There was apparently a TPTP Challenge Problem Set
, described in The Cyc TPTP Challenge Problem Set | Cycorp: Home of Smarter Solutions, but I cannot find any download page for it. It used to be hosted on SourceForge during 2007--2012, but it has since then completely disappeared from the Internet.
filename | size | last updated |
---|---|---|
tptp_scaling_challenge_problem_set.tgz | 109.8 MB | 2007-09-07 03:29 |
tptp_elaboration_challenge_problem_set.tgz | 99.1 MB | 2007-09-07 03:10 |
I am fairly certain that tptp_scaling_challenge_problem_set.tgz
still exists, since it is described as
The Scaling Challenge Problem Set was first released as part of TPTP v3.4.0 in the CSR (Common Sense Reasoning) domain.
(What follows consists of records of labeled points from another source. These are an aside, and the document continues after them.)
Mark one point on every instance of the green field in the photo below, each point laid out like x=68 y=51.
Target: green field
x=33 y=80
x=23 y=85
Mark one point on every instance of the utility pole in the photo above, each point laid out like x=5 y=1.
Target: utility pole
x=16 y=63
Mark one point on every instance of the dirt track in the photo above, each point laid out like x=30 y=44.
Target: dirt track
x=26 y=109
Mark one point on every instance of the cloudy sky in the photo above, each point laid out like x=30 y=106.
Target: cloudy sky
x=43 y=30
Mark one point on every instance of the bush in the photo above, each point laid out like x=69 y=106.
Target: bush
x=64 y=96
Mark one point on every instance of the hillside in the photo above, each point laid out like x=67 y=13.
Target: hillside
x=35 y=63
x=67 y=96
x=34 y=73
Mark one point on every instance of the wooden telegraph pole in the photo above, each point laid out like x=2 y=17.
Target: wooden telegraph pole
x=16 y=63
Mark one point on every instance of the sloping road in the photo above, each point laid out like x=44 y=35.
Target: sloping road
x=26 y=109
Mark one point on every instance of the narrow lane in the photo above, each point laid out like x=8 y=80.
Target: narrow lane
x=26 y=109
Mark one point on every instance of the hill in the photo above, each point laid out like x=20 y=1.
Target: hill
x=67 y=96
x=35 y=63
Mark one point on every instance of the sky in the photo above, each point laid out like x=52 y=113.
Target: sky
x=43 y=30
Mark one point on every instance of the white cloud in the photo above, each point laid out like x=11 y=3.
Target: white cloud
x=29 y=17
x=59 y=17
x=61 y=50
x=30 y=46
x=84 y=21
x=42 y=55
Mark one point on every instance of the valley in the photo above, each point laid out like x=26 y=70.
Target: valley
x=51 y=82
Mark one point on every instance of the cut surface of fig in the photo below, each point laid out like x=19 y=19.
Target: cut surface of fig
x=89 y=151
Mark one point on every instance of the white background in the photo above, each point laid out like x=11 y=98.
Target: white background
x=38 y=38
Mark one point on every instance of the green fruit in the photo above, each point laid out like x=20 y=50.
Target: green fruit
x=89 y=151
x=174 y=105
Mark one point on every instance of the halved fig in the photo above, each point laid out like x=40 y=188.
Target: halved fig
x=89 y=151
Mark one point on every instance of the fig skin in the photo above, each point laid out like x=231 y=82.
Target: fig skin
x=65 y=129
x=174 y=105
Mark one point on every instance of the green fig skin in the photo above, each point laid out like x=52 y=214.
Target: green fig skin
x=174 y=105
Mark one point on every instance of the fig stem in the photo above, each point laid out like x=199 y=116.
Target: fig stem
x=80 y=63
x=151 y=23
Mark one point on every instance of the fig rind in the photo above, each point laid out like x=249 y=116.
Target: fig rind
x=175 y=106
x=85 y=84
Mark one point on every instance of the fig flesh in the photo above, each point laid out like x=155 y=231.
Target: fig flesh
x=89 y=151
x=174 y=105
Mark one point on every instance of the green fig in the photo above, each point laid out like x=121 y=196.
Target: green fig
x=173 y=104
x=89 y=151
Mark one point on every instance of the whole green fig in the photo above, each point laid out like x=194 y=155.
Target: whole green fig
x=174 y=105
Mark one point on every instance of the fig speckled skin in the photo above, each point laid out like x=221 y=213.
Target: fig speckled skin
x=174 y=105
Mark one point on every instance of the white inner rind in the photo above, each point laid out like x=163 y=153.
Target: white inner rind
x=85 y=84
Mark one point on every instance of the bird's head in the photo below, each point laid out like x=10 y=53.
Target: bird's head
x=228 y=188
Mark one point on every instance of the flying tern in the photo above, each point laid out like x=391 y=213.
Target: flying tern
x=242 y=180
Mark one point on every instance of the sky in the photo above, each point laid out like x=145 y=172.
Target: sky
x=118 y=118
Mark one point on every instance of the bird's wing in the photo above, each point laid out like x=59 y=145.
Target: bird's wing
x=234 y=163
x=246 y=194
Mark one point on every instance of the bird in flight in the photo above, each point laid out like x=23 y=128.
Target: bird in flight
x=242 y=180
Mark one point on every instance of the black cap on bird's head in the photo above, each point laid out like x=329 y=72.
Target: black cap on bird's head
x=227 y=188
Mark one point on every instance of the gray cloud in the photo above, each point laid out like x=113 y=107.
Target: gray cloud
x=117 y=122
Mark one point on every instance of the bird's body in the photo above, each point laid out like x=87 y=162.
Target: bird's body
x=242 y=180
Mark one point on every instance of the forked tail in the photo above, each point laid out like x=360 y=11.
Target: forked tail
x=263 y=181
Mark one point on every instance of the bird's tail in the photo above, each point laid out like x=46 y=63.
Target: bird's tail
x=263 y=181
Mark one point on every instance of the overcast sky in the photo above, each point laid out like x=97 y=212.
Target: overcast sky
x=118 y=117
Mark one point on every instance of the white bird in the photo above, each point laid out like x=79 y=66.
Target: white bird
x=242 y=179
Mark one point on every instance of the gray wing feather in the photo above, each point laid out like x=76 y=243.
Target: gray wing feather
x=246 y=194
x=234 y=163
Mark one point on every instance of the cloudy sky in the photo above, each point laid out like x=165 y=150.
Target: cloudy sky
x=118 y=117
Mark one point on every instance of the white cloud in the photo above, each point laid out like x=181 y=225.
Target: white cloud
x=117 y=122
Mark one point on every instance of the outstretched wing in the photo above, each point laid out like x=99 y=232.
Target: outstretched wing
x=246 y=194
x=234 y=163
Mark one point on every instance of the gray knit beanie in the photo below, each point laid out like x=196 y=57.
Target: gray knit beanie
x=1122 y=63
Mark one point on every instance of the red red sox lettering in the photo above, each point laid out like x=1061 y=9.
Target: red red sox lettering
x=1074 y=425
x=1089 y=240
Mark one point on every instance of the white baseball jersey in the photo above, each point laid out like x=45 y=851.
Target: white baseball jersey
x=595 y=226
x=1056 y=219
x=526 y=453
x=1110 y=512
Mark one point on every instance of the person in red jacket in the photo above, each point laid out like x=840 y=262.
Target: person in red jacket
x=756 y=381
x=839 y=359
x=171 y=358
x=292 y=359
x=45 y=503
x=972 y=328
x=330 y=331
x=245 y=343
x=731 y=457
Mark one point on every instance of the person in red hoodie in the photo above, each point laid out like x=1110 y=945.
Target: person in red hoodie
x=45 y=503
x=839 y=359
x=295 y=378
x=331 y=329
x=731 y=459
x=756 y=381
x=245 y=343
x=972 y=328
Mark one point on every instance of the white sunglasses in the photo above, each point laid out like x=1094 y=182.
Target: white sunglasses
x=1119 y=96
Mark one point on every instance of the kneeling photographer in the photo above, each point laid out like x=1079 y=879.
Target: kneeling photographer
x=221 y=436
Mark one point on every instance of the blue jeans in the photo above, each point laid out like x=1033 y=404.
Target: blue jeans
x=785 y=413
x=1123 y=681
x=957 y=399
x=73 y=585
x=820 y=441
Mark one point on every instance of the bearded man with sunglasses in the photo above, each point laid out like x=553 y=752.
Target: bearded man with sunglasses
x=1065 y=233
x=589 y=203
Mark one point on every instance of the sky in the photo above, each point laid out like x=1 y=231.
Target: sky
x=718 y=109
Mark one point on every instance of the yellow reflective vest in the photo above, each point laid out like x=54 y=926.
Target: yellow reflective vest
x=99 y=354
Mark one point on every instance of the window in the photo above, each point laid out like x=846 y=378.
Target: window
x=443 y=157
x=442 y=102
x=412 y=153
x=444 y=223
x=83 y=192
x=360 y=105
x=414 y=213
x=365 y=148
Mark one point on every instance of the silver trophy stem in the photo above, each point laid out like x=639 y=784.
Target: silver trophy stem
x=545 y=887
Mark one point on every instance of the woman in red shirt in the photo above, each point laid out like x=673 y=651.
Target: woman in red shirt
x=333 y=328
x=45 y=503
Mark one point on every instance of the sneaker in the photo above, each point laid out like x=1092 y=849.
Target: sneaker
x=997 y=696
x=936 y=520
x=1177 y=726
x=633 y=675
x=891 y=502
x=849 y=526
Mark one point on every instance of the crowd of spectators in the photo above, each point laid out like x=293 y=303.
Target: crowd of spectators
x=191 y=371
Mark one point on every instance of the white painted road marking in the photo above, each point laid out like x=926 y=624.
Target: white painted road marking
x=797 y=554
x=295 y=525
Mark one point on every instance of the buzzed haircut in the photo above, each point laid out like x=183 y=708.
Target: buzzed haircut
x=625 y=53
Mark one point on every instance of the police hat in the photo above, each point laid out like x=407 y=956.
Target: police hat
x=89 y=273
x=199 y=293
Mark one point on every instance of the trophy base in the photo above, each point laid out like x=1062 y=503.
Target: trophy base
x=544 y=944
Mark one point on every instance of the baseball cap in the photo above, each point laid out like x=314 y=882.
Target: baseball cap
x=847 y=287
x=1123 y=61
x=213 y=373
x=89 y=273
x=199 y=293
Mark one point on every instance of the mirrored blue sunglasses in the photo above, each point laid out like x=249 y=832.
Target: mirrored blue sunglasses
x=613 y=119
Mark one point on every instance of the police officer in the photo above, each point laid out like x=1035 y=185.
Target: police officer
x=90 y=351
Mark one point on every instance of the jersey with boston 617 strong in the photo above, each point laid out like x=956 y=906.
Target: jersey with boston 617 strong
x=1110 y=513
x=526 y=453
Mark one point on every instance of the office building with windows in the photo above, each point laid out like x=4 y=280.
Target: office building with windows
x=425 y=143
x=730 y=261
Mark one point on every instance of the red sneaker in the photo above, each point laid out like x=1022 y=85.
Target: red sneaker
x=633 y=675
The problem numbers are CSR025+S through CSR074+S, where S is the segment number.
However, tptp_elaboration_challenge_problem_set.tgz
seems to have completely vanished. It is described as
The Elaboration Challenge Problem Set consists of 300 problems with about 3,280,000 axioms each. The Elaboration Challenge Problem Set is designed to be more challenging than the Scaling Challenge Problem Set and to be even more representative of the problems Cyc’s inference engine typically faces. Developers are advised to tackle the Scaling Challenge Problem Set before the Elaboration Challenge Problem Set. The Elaboration Challenge Problem Set tests everything in the Scaling Challenge Problem Set, and also tests a system’s elaboration tolerance.
A formalism is elaboration tolerant to the extent that it is convenient to modify a set of facts expressed in the formalism to take into account new phenomena or changed circumstances. -John McCarthy[1]
The Elaboration Challenge Problem Set has not yet been released as part of the TPTP, but is available for download.
Sadly, they never released it as part of the TPTP.